Nineteen randomized and seven quasi-randomized studies with 2,560 participants were included in this review. Interventions included antifibrinolytic agents (oral and systemic aminocaproic acid, tranexamic acid, and aminomethylbenzoic acid), corticosteroids (systemic and topical), cycloplegics, miotics, aspirin, conjugated estrogens, monocular versus bilateral patching, elevation of the head, and bed rest. No intervention had a significant effect on visual acuity whether measured at two weeks or less after the trauma or at longer time periods. The number of days for the primary hyphema to resolve appeared to be longer with the use of aminocaproic acid compared to no use, but was not altered by any other intervention.
Systemic aminocaproic acid reduced the rate of recurrent hemorrhage (odds ratio (OR) 0.25, 95% confidence interval (CI) 0.11 to 0.5), but a sensitivity analysis omitting studies not using an intention-to-treat (ITT) analysis reduced the strength of the evidence (OR 0.41, 95% CI 0.16 to 1.09). We obtained similar results for topical aminocaproic acid (OR 0.42, 95% CI 0.16 to 1.10). We found tranexamic acid had a significant effect in reducing the rate of secondary hemorrhage (OR 0.25, 95% CI 0.13 to 0.49), as did aminomethylbenzoic acid as reported in a single study (OR 0.07, 95% CI 0.01 to 0.32). The evidence to support an associated reduction in the risk of complications from secondary hemorrhage (i.e., corneal blood staining, peripheral anterior synechiae, elevated intraocular pressure, and development of optic atrophy) by antifibrinolytics was limited by the small number of these events. Use of aminocaproic acid was associated with increased nausea, vomiting, and other adverse events compares with placebo. We found no difference in the number of adverse events with the use of systemic versus topical aminocaproic acid or with standard versus lower drug dose.
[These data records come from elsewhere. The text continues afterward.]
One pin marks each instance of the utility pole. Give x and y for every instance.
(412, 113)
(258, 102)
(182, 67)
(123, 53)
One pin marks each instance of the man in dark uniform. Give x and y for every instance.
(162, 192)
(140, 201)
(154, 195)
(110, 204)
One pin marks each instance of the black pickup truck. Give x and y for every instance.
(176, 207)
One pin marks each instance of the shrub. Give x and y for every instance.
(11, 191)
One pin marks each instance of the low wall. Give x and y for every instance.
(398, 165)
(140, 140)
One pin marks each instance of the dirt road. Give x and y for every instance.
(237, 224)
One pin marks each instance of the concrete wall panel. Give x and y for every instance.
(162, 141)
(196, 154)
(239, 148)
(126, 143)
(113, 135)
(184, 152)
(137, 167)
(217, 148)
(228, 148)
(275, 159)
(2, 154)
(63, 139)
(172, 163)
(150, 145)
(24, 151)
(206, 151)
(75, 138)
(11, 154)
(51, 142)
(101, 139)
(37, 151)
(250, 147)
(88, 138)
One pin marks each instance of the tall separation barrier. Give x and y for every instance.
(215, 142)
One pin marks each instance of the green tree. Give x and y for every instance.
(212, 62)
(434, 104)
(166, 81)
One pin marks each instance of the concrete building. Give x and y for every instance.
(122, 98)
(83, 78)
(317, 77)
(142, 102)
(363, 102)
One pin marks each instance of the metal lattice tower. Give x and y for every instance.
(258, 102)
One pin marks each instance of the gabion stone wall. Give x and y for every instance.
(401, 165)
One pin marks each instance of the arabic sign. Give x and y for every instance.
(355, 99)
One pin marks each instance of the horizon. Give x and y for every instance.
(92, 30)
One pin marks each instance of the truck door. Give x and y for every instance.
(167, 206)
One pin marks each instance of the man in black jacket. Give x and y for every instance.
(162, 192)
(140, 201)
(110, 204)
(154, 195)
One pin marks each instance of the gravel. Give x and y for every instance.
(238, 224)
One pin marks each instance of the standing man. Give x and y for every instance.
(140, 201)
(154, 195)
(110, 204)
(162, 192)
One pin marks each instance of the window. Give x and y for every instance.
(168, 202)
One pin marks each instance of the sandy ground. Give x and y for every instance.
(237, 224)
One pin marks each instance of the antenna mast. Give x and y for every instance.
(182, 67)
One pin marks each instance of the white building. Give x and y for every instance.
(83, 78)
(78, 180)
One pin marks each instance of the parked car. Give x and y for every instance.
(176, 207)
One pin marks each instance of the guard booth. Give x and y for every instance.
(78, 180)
The available evidence on usage of corticosteroids, cycloplegics or aspirin in traumatic hyphema was limited due to the small numbers of participants and events in the trials.
We found no difference in effect between a single versus binocular patch nor ambulation versus complete bed rest on the risk of secondary hemorrhage or time to rebleed.
Traumatic hyphema in the absence of other intraocular injuries, uncommonly leads to permanent loss of vision. Complications resulting from secondary hemorrhage could lead to permanent impairment of vision, especially in patients with sickle cell trait/disease. We found no evidence to show an effect on visual acuity by any of the interventions evaluated in this review. Although evidence is limited, it appears that patients with traumatic hyphema who receive aminocaproic acid or tranexamic acid are less likely to experience secondary hemorrhaging. However, hyphema in patients on aminocaproic acid take longer to clear.
Other than the possible benefits of antifibrinolytic usage to reduce the rate of secondary hemorrhage, the decision to use corticosteroids, cycloplegics, or non-drug interventions (such as binocular patching, bed rest, or head elevation) should remain individualized because no solid scientific evidence supports a benefit. As these multiple interventions are rarely used in isolation, further research to assess the additive effect of these interventions might be of value.